All my Project Managers (or leaders) must consoldiate and have a view of the overall P&L.
People:
Perhaps the more profound of the three, as growiong into leadership feels the burden and heaviness of not just the self but of the many.
I wouldn’t say pander - but there are times when the emotionally charged energies reach a tipping point to balance between several well-intentioned and right-hearted views but drawn into conflcit with one another.
And the softer lens into the extensions of different beings:
- Their hopes, dreams (in the context of career)
- Their wishes to improve themselves for the betterment of their skills
- Their wishes to get married, and afford a dowry (pay increase)
- Their wishes for a more balanced life (workload balance)
- Their despair at certain situations and their own emotional investments.
And perhaps where this thing that they spend 10 hours a day on.
Principles:
Equally profound but newer is Principles.

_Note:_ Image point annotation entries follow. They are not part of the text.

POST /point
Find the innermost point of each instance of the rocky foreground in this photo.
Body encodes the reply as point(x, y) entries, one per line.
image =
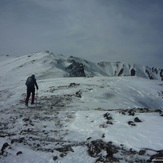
point(30, 128)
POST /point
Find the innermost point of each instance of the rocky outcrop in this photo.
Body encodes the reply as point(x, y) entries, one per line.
point(76, 69)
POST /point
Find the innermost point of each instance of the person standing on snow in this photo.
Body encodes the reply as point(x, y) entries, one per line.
point(30, 83)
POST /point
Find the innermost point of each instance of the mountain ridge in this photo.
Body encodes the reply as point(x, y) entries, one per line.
point(48, 64)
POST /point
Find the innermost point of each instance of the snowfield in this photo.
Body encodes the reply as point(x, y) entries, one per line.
point(79, 119)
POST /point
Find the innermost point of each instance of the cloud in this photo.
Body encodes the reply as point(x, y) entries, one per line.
point(129, 31)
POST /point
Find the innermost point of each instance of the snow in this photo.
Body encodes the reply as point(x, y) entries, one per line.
point(63, 116)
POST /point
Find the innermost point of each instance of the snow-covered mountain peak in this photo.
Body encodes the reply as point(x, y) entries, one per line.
point(46, 64)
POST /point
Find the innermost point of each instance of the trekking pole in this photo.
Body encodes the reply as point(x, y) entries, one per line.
point(36, 98)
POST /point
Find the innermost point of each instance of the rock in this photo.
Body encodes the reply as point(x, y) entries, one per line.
point(131, 112)
point(137, 120)
point(65, 149)
point(109, 122)
point(142, 152)
point(55, 158)
point(18, 153)
point(76, 69)
point(131, 123)
point(107, 116)
point(133, 72)
point(5, 145)
point(95, 147)
point(156, 156)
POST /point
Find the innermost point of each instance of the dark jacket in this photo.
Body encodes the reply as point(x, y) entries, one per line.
point(31, 82)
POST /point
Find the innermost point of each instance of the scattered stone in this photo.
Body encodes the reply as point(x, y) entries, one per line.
point(18, 153)
point(103, 126)
point(78, 94)
point(142, 152)
point(109, 122)
point(5, 145)
point(97, 147)
point(137, 120)
point(55, 158)
point(73, 85)
point(103, 135)
point(107, 116)
point(65, 149)
point(89, 138)
point(131, 112)
point(156, 156)
point(131, 123)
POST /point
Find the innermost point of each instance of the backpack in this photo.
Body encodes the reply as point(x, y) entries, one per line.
point(30, 82)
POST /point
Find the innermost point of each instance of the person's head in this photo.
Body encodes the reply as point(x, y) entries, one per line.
point(33, 76)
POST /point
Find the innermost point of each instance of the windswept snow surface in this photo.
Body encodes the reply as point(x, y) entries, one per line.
point(71, 112)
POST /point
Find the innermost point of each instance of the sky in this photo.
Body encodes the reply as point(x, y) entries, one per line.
point(96, 30)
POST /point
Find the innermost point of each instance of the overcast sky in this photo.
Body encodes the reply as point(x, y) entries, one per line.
point(97, 30)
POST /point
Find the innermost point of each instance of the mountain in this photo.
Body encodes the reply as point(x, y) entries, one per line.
point(84, 112)
point(46, 64)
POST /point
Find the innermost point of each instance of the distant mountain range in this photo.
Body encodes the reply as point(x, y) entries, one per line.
point(46, 64)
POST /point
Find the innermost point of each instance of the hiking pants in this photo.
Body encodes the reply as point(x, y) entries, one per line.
point(29, 91)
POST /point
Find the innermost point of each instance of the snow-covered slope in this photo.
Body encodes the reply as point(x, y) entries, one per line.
point(46, 64)
point(105, 118)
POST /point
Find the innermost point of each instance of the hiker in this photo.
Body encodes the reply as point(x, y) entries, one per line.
point(31, 83)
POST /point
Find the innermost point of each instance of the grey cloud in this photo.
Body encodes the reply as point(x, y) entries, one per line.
point(127, 30)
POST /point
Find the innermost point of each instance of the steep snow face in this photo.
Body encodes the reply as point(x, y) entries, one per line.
point(75, 118)
point(47, 65)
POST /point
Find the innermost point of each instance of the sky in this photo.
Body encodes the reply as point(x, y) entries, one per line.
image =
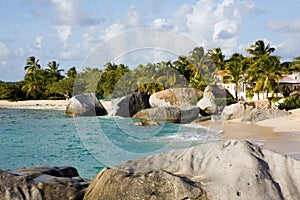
point(69, 31)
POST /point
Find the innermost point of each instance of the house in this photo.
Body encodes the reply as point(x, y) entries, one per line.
point(290, 82)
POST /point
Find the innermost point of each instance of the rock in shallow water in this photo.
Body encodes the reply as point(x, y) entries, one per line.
point(128, 105)
point(85, 105)
point(182, 114)
point(221, 170)
point(42, 182)
point(175, 97)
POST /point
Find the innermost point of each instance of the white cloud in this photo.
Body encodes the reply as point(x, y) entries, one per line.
point(180, 17)
point(70, 13)
point(64, 33)
point(67, 10)
point(162, 23)
point(4, 51)
point(282, 26)
point(214, 23)
point(113, 30)
point(134, 19)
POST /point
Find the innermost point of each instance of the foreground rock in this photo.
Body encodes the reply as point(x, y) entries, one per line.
point(182, 114)
point(85, 105)
point(233, 111)
point(220, 170)
point(250, 112)
point(207, 104)
point(128, 105)
point(43, 182)
point(256, 115)
point(175, 97)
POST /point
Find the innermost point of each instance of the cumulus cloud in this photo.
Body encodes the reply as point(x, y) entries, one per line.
point(282, 26)
point(214, 23)
point(113, 30)
point(162, 23)
point(134, 18)
point(70, 14)
point(64, 33)
point(180, 17)
point(4, 51)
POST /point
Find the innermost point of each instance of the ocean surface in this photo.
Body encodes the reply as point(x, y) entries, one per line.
point(31, 137)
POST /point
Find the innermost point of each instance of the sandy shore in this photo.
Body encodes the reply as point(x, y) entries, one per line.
point(35, 104)
point(280, 134)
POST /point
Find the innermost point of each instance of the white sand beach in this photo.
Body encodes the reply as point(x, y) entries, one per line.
point(281, 134)
point(35, 104)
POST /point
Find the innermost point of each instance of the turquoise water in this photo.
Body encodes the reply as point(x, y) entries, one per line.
point(47, 137)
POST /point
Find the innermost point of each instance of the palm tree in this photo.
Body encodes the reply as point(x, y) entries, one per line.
point(218, 57)
point(295, 65)
point(35, 84)
point(266, 73)
point(201, 65)
point(234, 71)
point(32, 64)
point(71, 73)
point(259, 49)
point(53, 67)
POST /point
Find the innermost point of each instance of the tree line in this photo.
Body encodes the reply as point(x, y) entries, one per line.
point(260, 70)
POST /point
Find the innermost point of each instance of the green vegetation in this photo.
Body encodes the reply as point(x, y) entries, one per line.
point(290, 103)
point(260, 71)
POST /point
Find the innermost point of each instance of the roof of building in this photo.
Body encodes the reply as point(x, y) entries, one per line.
point(289, 80)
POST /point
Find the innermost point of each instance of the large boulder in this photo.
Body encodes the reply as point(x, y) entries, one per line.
point(159, 184)
point(207, 105)
point(181, 114)
point(220, 170)
point(175, 97)
point(42, 182)
point(128, 105)
point(255, 115)
point(233, 111)
point(85, 105)
point(215, 91)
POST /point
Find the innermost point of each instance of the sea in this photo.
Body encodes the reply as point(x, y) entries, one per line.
point(32, 137)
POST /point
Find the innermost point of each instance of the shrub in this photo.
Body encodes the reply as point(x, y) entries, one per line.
point(290, 103)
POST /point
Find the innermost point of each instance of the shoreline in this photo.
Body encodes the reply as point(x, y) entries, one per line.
point(35, 104)
point(281, 134)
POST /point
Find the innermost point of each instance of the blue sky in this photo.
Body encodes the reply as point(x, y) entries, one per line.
point(68, 30)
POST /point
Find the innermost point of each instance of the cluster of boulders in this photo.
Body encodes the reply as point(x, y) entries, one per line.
point(42, 182)
point(251, 111)
point(221, 170)
point(178, 105)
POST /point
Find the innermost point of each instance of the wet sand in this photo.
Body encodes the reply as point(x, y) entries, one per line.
point(280, 134)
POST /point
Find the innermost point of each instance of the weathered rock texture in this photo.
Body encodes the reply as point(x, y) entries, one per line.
point(128, 105)
point(43, 182)
point(221, 170)
point(207, 104)
point(85, 105)
point(250, 112)
point(175, 97)
point(182, 114)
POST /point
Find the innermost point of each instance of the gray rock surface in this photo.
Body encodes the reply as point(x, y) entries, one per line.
point(255, 115)
point(207, 105)
point(175, 97)
point(128, 105)
point(85, 105)
point(117, 184)
point(220, 170)
point(42, 182)
point(182, 114)
point(233, 111)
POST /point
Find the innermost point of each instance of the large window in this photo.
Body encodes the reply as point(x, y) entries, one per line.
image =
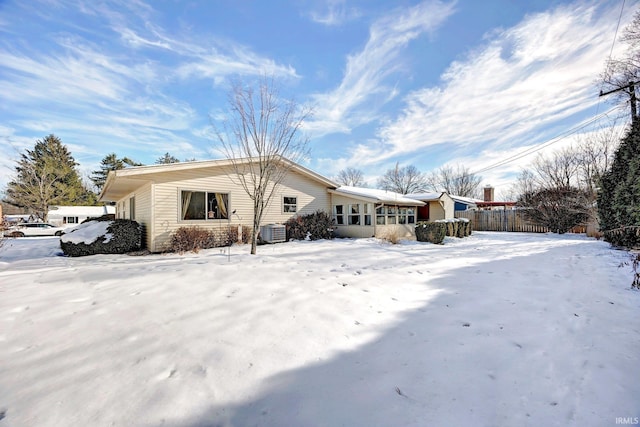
point(380, 215)
point(70, 220)
point(289, 204)
point(391, 214)
point(354, 214)
point(132, 208)
point(200, 205)
point(338, 214)
point(368, 208)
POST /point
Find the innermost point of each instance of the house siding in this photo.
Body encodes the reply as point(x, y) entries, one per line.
point(311, 196)
point(346, 230)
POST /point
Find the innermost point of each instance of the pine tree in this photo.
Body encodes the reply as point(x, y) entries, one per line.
point(167, 159)
point(619, 196)
point(111, 162)
point(46, 176)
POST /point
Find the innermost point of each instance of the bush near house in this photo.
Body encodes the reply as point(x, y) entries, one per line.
point(125, 236)
point(456, 227)
point(315, 226)
point(193, 239)
point(433, 232)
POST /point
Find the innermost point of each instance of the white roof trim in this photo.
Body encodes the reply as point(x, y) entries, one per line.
point(381, 196)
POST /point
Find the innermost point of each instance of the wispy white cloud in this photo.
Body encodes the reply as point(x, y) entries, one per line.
point(523, 79)
point(364, 88)
point(335, 13)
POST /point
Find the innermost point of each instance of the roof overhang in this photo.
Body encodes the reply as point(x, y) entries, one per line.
point(121, 182)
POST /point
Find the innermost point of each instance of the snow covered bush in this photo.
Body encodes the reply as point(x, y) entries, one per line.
point(102, 236)
point(433, 232)
point(191, 239)
point(456, 227)
point(314, 226)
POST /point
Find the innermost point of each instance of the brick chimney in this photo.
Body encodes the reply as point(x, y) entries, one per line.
point(488, 194)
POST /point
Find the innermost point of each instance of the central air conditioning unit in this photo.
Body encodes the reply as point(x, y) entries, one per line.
point(273, 233)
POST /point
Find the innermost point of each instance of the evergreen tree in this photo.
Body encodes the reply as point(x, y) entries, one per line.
point(167, 159)
point(619, 196)
point(46, 176)
point(111, 162)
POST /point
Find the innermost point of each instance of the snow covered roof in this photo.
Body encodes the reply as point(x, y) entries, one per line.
point(382, 196)
point(465, 200)
point(425, 197)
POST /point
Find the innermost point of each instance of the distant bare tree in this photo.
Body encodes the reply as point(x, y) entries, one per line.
point(595, 154)
point(621, 75)
point(403, 180)
point(351, 177)
point(560, 169)
point(167, 159)
point(458, 181)
point(558, 208)
point(525, 183)
point(261, 137)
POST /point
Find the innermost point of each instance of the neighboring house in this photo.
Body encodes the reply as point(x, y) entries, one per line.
point(366, 212)
point(206, 194)
point(436, 206)
point(464, 203)
point(69, 216)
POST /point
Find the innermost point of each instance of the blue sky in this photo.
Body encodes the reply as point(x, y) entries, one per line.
point(426, 83)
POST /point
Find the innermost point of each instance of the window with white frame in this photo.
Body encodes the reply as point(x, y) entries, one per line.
point(70, 220)
point(338, 214)
point(354, 214)
point(203, 205)
point(289, 204)
point(368, 208)
point(391, 215)
point(132, 208)
point(380, 215)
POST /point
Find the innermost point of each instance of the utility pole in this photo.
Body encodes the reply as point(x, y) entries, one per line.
point(632, 94)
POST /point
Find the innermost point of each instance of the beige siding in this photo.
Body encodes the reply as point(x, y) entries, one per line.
point(347, 230)
point(310, 195)
point(441, 209)
point(142, 213)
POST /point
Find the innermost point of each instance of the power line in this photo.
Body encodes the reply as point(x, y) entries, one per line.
point(545, 144)
point(613, 43)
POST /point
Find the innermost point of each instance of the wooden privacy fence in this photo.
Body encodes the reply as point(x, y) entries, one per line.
point(500, 220)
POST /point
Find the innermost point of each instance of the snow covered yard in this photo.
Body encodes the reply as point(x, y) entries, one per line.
point(498, 329)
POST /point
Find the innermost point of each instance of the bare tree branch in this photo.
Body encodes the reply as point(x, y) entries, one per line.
point(261, 137)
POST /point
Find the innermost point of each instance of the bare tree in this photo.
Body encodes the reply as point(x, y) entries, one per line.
point(558, 170)
point(525, 183)
point(558, 208)
point(261, 137)
point(621, 76)
point(595, 154)
point(351, 177)
point(167, 159)
point(459, 181)
point(403, 180)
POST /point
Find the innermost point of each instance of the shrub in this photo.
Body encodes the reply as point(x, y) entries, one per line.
point(391, 236)
point(624, 237)
point(456, 227)
point(314, 226)
point(191, 239)
point(125, 236)
point(559, 208)
point(433, 232)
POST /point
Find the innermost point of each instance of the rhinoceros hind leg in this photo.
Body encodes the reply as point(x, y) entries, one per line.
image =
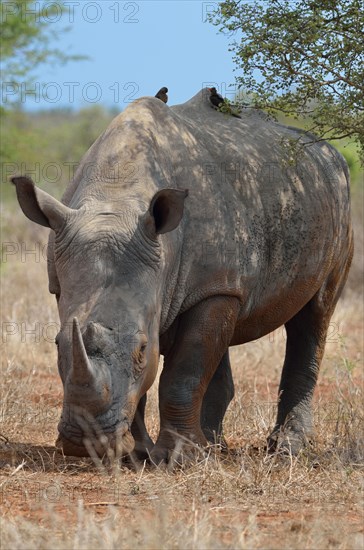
point(216, 400)
point(306, 337)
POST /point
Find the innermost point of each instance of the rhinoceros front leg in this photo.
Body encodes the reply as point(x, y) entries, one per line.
point(143, 443)
point(201, 340)
point(216, 400)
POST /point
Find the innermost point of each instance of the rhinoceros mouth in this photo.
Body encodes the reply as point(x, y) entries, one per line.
point(120, 441)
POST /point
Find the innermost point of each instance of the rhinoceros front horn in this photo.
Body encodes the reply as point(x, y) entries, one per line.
point(82, 371)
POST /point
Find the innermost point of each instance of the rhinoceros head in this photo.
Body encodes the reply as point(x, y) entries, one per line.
point(107, 270)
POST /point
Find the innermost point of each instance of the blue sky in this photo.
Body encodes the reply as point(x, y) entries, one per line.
point(134, 48)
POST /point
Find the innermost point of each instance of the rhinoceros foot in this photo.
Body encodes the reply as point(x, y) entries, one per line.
point(287, 441)
point(179, 452)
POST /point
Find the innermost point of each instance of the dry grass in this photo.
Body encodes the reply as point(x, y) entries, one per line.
point(243, 499)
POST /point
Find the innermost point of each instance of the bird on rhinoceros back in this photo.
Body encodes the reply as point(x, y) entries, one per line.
point(162, 94)
point(221, 103)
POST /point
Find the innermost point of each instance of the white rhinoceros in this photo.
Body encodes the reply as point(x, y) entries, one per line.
point(141, 267)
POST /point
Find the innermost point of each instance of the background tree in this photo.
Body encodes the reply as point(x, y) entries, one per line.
point(28, 30)
point(303, 58)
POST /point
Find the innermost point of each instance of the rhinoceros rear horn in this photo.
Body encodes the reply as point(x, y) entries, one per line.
point(82, 371)
point(38, 206)
point(166, 207)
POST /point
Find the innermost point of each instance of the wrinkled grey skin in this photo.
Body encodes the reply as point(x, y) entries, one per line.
point(141, 269)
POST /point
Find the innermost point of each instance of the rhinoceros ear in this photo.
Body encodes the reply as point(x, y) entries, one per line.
point(166, 207)
point(38, 206)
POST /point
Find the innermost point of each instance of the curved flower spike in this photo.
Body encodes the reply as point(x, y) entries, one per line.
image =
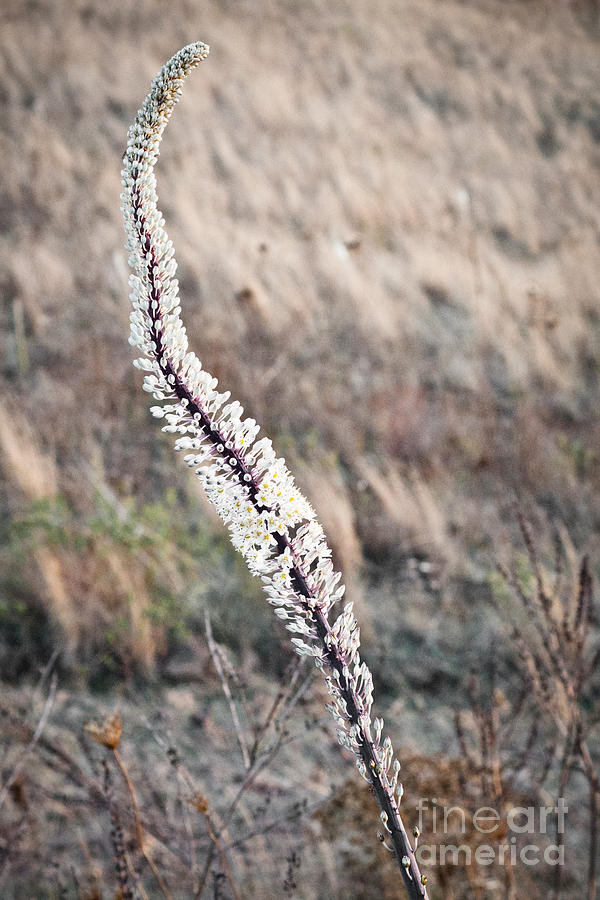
point(269, 520)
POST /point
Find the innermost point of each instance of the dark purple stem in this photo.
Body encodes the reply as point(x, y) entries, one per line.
point(379, 783)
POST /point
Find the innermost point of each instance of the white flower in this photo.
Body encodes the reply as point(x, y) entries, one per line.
point(269, 520)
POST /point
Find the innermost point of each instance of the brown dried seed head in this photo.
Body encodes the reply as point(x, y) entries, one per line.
point(108, 732)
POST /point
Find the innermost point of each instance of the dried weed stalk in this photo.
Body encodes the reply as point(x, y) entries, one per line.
point(269, 520)
point(559, 653)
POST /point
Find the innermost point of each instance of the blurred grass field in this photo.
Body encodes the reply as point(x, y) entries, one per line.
point(387, 223)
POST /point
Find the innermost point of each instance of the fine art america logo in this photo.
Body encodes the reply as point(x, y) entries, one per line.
point(507, 841)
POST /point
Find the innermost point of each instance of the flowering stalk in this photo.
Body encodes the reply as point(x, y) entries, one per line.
point(270, 522)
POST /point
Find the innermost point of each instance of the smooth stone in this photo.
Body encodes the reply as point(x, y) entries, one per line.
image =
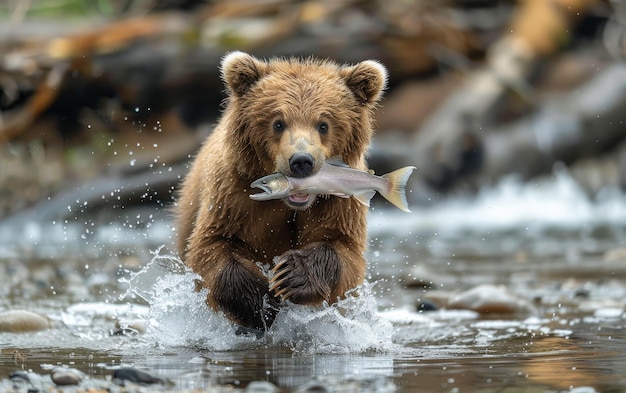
point(490, 299)
point(313, 387)
point(19, 321)
point(135, 375)
point(67, 376)
point(261, 387)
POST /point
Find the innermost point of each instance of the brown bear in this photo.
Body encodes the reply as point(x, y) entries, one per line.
point(288, 116)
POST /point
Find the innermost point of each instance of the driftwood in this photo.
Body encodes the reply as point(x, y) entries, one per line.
point(463, 135)
point(568, 128)
point(157, 61)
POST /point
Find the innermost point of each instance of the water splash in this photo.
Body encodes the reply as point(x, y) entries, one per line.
point(179, 316)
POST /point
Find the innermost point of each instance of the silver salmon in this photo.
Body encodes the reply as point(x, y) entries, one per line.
point(335, 177)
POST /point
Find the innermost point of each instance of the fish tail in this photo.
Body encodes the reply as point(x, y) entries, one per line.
point(396, 192)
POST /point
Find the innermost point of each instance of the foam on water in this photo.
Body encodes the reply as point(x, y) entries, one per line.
point(179, 316)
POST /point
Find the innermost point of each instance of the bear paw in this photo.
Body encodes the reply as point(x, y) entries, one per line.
point(306, 276)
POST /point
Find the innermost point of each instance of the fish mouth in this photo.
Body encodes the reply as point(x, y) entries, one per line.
point(300, 201)
point(261, 196)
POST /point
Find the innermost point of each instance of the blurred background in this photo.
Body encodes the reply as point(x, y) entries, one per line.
point(104, 102)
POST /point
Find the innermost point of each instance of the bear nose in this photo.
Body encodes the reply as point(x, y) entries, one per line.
point(301, 164)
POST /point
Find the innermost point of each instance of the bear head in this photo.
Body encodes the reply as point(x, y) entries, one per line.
point(290, 115)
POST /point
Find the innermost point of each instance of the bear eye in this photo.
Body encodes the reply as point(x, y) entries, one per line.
point(322, 127)
point(278, 126)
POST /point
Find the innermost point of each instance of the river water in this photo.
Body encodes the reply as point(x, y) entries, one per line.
point(544, 249)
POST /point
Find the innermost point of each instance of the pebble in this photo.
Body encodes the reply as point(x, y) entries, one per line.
point(19, 321)
point(489, 299)
point(66, 376)
point(313, 387)
point(135, 375)
point(261, 387)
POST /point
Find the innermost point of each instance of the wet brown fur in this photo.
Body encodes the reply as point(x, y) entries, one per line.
point(223, 234)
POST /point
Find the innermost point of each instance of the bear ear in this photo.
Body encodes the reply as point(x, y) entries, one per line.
point(240, 71)
point(367, 80)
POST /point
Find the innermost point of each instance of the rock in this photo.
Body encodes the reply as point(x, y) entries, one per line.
point(20, 375)
point(489, 299)
point(426, 305)
point(66, 376)
point(313, 387)
point(261, 387)
point(135, 375)
point(19, 321)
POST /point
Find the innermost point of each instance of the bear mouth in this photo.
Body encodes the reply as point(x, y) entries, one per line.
point(300, 201)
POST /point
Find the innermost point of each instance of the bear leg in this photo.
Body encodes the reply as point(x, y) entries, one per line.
point(307, 276)
point(240, 290)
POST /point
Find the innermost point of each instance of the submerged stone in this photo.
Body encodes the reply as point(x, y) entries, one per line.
point(19, 321)
point(261, 387)
point(489, 299)
point(135, 375)
point(66, 376)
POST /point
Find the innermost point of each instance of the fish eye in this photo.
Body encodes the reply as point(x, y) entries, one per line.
point(279, 126)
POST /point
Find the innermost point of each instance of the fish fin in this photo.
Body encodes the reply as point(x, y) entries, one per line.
point(365, 197)
point(396, 193)
point(337, 161)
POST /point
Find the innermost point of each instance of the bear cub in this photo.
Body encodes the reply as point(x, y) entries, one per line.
point(288, 116)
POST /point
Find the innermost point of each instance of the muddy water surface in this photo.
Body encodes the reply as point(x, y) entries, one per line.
point(556, 260)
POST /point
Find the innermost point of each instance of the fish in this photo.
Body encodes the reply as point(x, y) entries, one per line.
point(337, 178)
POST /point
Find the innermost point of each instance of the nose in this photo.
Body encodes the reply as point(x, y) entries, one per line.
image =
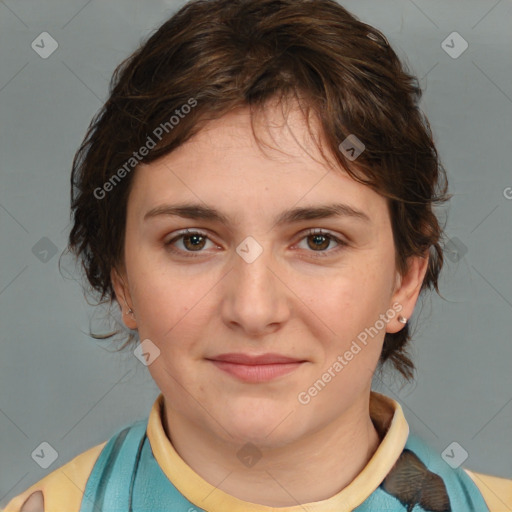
point(255, 297)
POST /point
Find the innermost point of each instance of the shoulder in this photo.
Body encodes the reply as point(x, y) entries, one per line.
point(496, 491)
point(464, 487)
point(62, 486)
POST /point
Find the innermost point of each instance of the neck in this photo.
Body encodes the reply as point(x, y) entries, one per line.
point(310, 469)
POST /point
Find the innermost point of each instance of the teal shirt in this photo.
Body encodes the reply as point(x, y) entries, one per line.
point(126, 477)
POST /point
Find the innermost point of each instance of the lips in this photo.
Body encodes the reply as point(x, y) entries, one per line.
point(256, 368)
point(251, 360)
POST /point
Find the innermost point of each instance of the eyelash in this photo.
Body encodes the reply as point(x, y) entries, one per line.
point(308, 233)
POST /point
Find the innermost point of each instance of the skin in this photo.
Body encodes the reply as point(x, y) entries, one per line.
point(287, 301)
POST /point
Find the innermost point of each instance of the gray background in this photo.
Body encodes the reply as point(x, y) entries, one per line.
point(59, 386)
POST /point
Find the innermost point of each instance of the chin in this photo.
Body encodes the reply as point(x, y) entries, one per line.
point(263, 425)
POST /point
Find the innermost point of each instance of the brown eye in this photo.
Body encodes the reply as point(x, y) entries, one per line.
point(318, 241)
point(191, 242)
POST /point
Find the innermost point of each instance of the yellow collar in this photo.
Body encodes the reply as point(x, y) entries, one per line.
point(386, 414)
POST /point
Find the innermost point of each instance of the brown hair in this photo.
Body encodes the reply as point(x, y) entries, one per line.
point(218, 55)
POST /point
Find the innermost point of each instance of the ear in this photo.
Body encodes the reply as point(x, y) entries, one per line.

I love the concept of principles. I document these “fundamentals” or “baselines” in many other forms, on many other topics (many of which are on this blog). They act as
But from a management perspective, I’ve found its use to pin the underlying common denominator that different teams or perspectives can find a common ground and consensus to align on.
This, especially so in lean, start-up mode teams when the availabilty of resources are often constrained, and the Processes and “ideal” set ups are not able to kick in.
It informs project set ups, risk management,
And Several others:…
Probably something to take further, later, but the P list could easily extend:
- Processes: (which i’ve favoured principles over, in the current lifestage of the company)
- Pivots, which I take as a radical form of prioritisation
- Perhaps “Pain Tolerance”: Coming across moments of dissapointment. Moments of despair.
- I tune in to these closely: often when teammates argue, often when a major thing is lost. Making unpopular but right decisions. Letting people down (whether inter)
What hasn’t changed
It is at times of reflection that i still value consistency - and equally what has not changed in my leadership style.
Focusing on Resources, bottlenecks, decisions. That’s all people want really.
The alignment then, to the shareholders and stakehodlers, continue to weigh on the responsibility and justification of actions.